“Well, sir,” returned Mr Wegg, with a conscious inclination of the head; “we’ll say literary, then.”

“ ‘A literary man — with a wooden leg — and all Print is open to him!’ That’s what I thought to myself, that morning,” pursued Mr Boffin, leaning forward to describe, uncramped by the clothes-horse, as large an arc as his right arm could make; “ ‘all Print is open to him!’ And it is, ain’t it?”

“Why, truly, sir,” Mr Wegg admitted, with modesty; “I believe you couldn’t show me the piece of English print, that I wouldn’t be equal to collaring and throwing.”

“On the spot?” said Mr Boffin.

“On the spot.”

“I know’d it! Then consider this. Here am I, a man without a wooden leg, and yet all print is shut to me.”

“Indeed, sir?” Mr Wegg returned with increasing self-complacency. “Education neglected?”

“Neg—lected!” repeated Boffin, with emphasis. “That ain’t no word for it. I don’t mean to say but what if you showed me a B, I could so far give you change for it, as to answer Boffin.”

“Come, come, sir,” said Mr Wegg, throwing in a little encouragement, “that’s something, too.”

“It’s something,” answered Mr Boffin, “but I’ll take my oath it ain’t much.”

“Perhaps it’s not as much as could be wished by an inquiring mind, sir,” Mr Wegg admitted.

“Now, look here. I’m retired from business. Me and Mrs Boffin — Henerietty Boffin — which her father’s name was Henery, and her mother’s name was Hetty, and so you get it — we live on a compittance, under the will of a diseased governor.”

“Gentleman dead, sir?”

“Man alive, don’t I tell you? A diseased governor? Now, it’s too late for me to begin shovelling and sifting at alphabeds and grammar-books. I’m getting to be a old bird, and I want to take it easy. But I want some reading — some fine bold reading, some splendid book in a gorging Lord-Mayor’s-Show of wollumes” (probably meaning gorgeous, but misled by association of ideas); “as’ll reach right down your pint of view, and take time to go by you. How can I get that reading, Wegg?
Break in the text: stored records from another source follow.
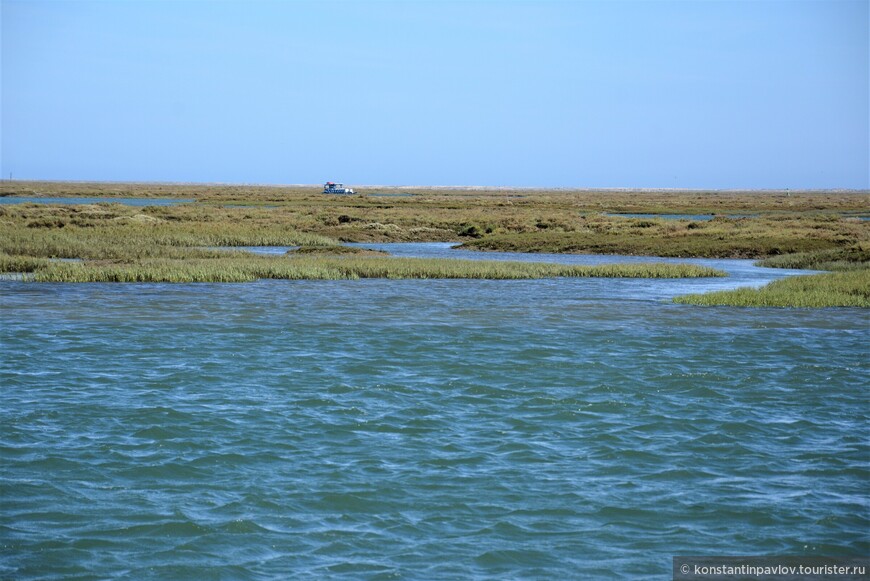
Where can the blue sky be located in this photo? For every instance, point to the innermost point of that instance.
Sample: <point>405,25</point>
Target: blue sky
<point>692,94</point>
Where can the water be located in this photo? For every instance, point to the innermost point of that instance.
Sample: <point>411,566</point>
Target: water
<point>78,200</point>
<point>378,429</point>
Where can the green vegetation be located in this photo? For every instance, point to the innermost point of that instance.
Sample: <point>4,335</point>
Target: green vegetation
<point>817,230</point>
<point>117,243</point>
<point>721,237</point>
<point>337,250</point>
<point>852,258</point>
<point>249,268</point>
<point>837,289</point>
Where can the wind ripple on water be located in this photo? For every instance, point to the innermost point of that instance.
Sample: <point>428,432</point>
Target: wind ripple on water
<point>373,428</point>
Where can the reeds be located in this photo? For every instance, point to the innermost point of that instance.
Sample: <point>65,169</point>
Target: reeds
<point>235,269</point>
<point>838,289</point>
<point>852,258</point>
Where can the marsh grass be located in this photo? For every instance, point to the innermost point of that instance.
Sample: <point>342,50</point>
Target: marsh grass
<point>836,289</point>
<point>21,263</point>
<point>336,251</point>
<point>752,237</point>
<point>321,267</point>
<point>837,259</point>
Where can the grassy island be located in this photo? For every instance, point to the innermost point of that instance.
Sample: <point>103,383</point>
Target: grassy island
<point>824,230</point>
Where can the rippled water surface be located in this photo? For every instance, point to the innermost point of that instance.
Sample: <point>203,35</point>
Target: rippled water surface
<point>422,429</point>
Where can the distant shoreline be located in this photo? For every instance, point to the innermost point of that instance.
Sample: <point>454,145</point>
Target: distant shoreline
<point>457,188</point>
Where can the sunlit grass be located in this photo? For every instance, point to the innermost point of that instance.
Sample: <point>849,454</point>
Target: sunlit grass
<point>344,268</point>
<point>851,258</point>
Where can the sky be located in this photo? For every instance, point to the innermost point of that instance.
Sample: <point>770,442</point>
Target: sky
<point>617,94</point>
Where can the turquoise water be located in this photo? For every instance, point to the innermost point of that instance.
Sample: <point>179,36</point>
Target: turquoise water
<point>78,200</point>
<point>433,429</point>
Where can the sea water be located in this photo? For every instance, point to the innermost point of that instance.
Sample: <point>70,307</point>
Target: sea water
<point>375,429</point>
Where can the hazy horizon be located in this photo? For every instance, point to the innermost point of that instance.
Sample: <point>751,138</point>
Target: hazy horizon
<point>588,95</point>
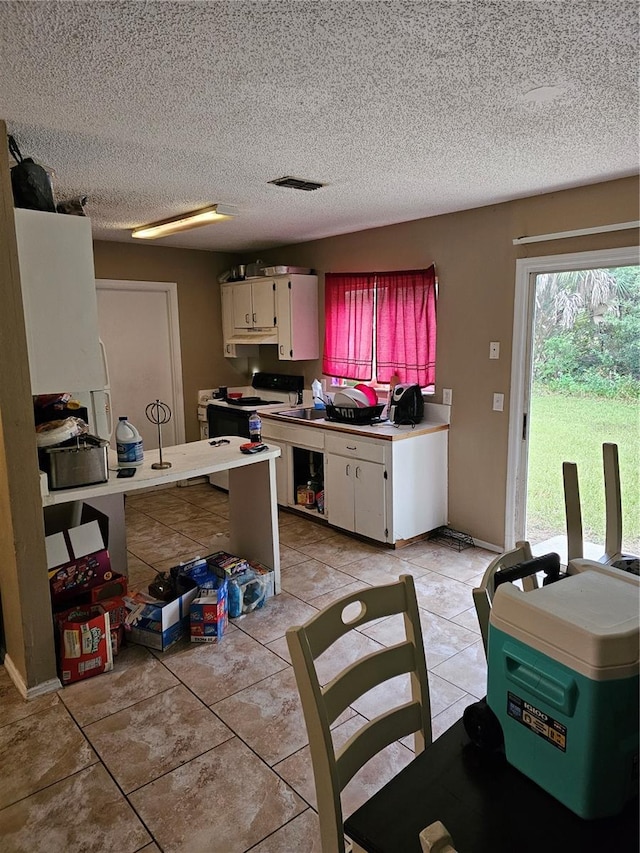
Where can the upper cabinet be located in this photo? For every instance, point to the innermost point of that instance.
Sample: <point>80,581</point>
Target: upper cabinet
<point>55,254</point>
<point>281,310</point>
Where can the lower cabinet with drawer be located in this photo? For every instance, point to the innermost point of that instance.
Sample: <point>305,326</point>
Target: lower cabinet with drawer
<point>390,491</point>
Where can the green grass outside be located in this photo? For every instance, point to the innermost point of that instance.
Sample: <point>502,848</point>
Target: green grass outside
<point>573,429</point>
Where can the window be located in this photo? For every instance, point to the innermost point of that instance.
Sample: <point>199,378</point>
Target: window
<point>380,325</point>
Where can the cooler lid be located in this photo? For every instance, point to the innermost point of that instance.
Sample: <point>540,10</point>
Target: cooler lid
<point>588,621</point>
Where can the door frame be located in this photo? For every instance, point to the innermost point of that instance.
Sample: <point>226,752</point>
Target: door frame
<point>170,289</point>
<point>523,315</point>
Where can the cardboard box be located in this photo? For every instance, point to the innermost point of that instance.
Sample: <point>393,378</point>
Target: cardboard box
<point>116,587</point>
<point>117,610</point>
<point>209,615</point>
<point>77,561</point>
<point>85,647</point>
<point>158,624</point>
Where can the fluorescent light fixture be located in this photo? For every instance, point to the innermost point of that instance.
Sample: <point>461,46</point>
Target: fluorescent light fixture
<point>185,221</point>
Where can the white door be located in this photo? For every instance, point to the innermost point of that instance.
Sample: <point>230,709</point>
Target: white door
<point>338,483</point>
<point>264,304</point>
<point>139,327</point>
<point>527,272</point>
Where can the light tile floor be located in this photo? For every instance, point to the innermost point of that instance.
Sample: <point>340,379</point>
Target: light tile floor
<point>204,748</point>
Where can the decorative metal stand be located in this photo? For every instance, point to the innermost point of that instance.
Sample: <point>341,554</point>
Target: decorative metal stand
<point>159,413</point>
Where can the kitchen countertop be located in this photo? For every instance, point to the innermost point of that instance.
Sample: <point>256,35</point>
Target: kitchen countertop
<point>384,431</point>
By,” tapping him on the breast with the head of his thick stick, “paying a man truly qualified to do it, so much an hour (say twopence) to come and do it.”
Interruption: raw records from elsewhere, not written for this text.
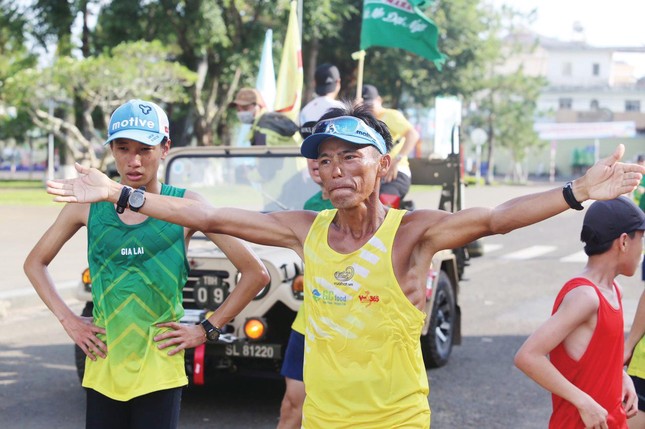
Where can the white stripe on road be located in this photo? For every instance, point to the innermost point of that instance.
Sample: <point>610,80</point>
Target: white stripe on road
<point>575,257</point>
<point>491,248</point>
<point>530,252</point>
<point>27,291</point>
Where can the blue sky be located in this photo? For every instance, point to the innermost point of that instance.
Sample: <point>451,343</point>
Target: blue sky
<point>618,23</point>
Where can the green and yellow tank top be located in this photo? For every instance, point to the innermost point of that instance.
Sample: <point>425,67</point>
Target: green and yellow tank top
<point>363,363</point>
<point>138,273</point>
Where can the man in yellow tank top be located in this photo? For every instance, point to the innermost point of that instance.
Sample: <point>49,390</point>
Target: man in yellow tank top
<point>366,264</point>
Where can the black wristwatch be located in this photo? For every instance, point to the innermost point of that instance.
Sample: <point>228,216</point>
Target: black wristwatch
<point>212,331</point>
<point>137,198</point>
<point>123,199</point>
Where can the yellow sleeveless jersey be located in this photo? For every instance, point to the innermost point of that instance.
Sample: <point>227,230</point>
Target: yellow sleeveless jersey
<point>363,363</point>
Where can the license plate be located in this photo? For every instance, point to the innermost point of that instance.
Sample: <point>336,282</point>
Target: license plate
<point>256,351</point>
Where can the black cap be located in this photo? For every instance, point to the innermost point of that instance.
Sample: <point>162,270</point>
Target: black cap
<point>307,128</point>
<point>326,77</point>
<point>605,221</point>
<point>370,93</point>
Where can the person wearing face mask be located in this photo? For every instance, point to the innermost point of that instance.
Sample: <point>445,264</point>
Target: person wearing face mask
<point>267,128</point>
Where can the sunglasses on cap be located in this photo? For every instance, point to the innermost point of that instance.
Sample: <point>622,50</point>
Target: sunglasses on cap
<point>346,128</point>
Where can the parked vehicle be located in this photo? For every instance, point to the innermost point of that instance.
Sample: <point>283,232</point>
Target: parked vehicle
<point>270,179</point>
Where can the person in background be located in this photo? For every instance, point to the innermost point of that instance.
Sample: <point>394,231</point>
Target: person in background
<point>267,128</point>
<point>366,264</point>
<point>138,267</point>
<point>405,137</point>
<point>327,88</point>
<point>577,354</point>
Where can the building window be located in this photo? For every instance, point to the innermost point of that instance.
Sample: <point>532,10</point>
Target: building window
<point>566,69</point>
<point>632,106</point>
<point>565,103</point>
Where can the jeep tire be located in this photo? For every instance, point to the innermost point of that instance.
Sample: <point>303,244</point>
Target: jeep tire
<point>436,345</point>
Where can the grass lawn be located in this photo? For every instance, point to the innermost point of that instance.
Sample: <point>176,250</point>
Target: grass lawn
<point>24,192</point>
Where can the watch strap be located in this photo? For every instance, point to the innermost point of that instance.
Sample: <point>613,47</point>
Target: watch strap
<point>567,192</point>
<point>142,191</point>
<point>122,203</point>
<point>209,328</point>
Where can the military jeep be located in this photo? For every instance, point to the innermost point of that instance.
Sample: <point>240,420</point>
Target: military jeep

“Hem! Flattered, sir, I am sure,” said Wegg, beginning to regard himself in quite a new light. “Hem! This is the offer you mentioned, sir?”

“Yes. Do you like it?”

“I am considering of it, Mr Boffin.”

“I don’t,” said Boffin, in a free-handed manner, “want to tie a literary man — with a wooden leg — down too tight. A halfpenny an hour shan’t part us. The hours are your own to choose, after you’ve done for the day with your house here. I live over Maiden-Lane way — out Holloway direction — and you’ve only got to go East-and-by-North when you’ve finished here, and you’re there. Twopence halfpenny an hour,” said Boffin, taking a piece of chalk from his pocket and getting off the stool to work the sum on the top of it in his own way; “two long’uns and a short’un — twopence halfpenny; two short’uns is a long’un and two two long’uns is four long’uns — making five long’uns; six nights a week at five long’uns a night,” scoring them all down separately, “and you mount up to thirty long’uns. A round’un! Half a crown!”